The words we heard on the hill
FORTHWRITE EXTRA: how the poetry of Amanda Gorman reached back through the ages to inspire her country anew
There were celebrities. There were ex-Presidents, vice presidents and, most of all, a new President. There were preachers and country singers, fine rhetoric and glamorous frocks. But everyone agrees who and what brought the house down at Joe Biden’s inauguration: Amanda Gorman and her poem, The Hill we Climb.
There are so many reasons to be awed, inspired and moved to tears by the 22-year-old’s oration. As that fades, there may be some pernickety critics who will analyse and take apart the lines. And so they should; I’m sure that’s what Ms Gorman would want. She is a young poet. She is still learning.
But I’m not here to offer a critique, much less criticism. What struck me about her performance was the way it reached back through the ages, to the very origins of poetry and the shared experience of words and stories.
These were words designed to be read out loud, to be expressed, to be performed. That is how poetry and storytelling began. Her flowing hand movements had something of the ancients about them: I felt I was listening to Homer, to Omar Khayyam, to the Beowulf poet.
Listen to the alliteration:
A country that is bruised but whole, benevolent but bold, fierce and free.
You hear a medieval court poet…
Listen to the incantations:
That even as we grieved, we grew.
That even as we hurt, we hoped.
That even as we tired, we tried
You hear the Bible: Ecclesiastes, who influenced Pete Seeger’s Turn, Turn, Turn and now influences his rightful heir.
And you hear rap, too
If we’re to live up to our own time, then victory won’t lie in the blade, but in all the bridges we’ve made.
… the internal rhyme, the insistent rhythm, the way she lands on the beat.
It was incredible. And of all the changes we’ve see happen in the past 48 hours, let’s think about the change in the sound of the words of America.

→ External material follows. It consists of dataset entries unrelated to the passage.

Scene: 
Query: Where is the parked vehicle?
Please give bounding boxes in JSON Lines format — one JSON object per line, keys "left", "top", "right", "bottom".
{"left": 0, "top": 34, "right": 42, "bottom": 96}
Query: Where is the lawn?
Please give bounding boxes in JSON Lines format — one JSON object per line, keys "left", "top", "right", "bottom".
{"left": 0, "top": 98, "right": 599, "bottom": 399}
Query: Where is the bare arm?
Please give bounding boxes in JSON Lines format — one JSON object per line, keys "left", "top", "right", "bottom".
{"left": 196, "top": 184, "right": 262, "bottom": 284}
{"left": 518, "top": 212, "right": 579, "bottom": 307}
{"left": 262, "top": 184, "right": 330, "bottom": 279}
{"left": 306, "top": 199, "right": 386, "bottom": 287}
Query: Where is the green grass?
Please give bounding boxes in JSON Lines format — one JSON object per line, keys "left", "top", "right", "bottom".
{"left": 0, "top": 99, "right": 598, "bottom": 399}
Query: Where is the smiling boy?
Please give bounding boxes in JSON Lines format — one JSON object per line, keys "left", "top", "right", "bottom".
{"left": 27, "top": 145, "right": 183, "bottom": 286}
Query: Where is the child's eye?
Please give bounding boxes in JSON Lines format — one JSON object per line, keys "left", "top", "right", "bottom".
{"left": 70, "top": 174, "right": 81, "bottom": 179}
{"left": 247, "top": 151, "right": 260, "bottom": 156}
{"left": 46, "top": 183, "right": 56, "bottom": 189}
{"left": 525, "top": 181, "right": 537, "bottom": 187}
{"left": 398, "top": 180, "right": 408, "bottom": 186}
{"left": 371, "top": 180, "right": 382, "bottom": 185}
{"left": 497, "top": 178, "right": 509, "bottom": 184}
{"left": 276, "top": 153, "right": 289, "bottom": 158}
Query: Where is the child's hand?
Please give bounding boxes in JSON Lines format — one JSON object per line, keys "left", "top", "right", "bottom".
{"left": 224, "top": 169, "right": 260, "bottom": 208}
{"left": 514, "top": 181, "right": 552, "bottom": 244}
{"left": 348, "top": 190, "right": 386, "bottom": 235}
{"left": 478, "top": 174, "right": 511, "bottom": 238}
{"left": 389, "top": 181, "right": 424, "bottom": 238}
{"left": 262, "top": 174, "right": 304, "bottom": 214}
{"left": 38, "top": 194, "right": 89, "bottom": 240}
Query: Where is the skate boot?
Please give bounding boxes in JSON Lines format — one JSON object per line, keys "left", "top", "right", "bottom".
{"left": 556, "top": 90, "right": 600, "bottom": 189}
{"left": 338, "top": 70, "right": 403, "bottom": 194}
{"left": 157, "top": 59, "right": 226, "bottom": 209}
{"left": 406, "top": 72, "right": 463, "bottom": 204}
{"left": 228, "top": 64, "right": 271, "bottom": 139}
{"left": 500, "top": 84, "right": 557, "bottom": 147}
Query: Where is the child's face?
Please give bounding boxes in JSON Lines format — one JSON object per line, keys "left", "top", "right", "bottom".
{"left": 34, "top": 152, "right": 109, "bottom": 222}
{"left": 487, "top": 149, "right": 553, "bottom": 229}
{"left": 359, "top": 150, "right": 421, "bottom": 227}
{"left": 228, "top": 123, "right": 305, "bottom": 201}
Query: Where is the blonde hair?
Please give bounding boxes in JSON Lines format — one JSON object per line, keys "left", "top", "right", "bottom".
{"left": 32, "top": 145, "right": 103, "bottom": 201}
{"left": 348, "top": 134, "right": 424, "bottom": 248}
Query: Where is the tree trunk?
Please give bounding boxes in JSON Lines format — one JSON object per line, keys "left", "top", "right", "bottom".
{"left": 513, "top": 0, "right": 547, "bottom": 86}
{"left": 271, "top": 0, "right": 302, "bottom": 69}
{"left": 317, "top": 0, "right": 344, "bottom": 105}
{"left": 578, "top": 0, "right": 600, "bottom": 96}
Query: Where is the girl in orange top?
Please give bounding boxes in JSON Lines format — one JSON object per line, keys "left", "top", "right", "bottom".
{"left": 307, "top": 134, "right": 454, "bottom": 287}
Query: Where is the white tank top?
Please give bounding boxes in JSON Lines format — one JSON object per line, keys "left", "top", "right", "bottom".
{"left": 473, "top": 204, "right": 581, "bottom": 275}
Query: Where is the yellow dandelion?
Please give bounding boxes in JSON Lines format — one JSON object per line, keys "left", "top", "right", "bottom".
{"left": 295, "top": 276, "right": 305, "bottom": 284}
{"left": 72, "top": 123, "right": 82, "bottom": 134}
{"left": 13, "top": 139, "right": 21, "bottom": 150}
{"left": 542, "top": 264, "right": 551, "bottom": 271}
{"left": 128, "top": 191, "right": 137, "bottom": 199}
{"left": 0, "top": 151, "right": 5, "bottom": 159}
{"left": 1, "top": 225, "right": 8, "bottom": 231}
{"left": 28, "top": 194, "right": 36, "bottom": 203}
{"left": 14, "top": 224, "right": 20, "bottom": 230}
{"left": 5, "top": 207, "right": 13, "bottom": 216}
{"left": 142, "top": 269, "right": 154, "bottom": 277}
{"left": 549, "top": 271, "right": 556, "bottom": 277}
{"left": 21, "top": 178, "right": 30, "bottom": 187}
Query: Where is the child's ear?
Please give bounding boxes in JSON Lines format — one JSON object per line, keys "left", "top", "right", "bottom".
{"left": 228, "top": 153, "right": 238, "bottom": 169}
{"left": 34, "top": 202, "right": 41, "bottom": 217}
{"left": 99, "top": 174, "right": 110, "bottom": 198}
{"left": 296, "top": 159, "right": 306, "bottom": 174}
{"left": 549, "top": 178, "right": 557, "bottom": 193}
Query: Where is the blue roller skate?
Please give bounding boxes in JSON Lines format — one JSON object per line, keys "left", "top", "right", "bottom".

President Trump was, and is, a formidable speaker. His cadence is quite unlike any other politician I’ve heard. His powerful use of the simplest adjectives he can lay his hands on is something students of language and persuasion will be studying for years.
But his default tone is mock and the moan, grievance and spite. We heard a new sound on that sunlit Washington day.
When poetry trumps tyranny
John Paul II addresses the crowds on his first mission to Poland, June 1979
General Jaruzelski, Poland’s last leader of the Soviet era
I thought of another occasion, another oration, watching Amanda Gorman at the inauguration.
They were finished, the European Communists, 12 years before the Berlin Wall fell. In 1979, they reluctantly agreed that the Polish Pope, Karol Józef Wojtyła, could visit his homeland, a passionately Catholic country despite the long years in thrall to the Soviet Union.
The conditions were strict. The Pontiff was not permitted to touch on anything remotely political, economic or social in his addresses.
He didn’t need to.
Karol was a poet as well as a priest. To a country who had heard nothing but the arid Newspeak of General Jaruzelski and his committee, the sound of traditional Polish, musical Polish, was itself a call to arms:
And I cry out from the depths of this millennium – let your Spirit descend and renew the face of the earth. The face of this land.
Shelley called poets the ‘unacknowledged legislators of the world’. To him, poetry had a public duty: you could call it patriotic, but could also call on it to hold the powerful to account. I think we acknowledged such a poet this week.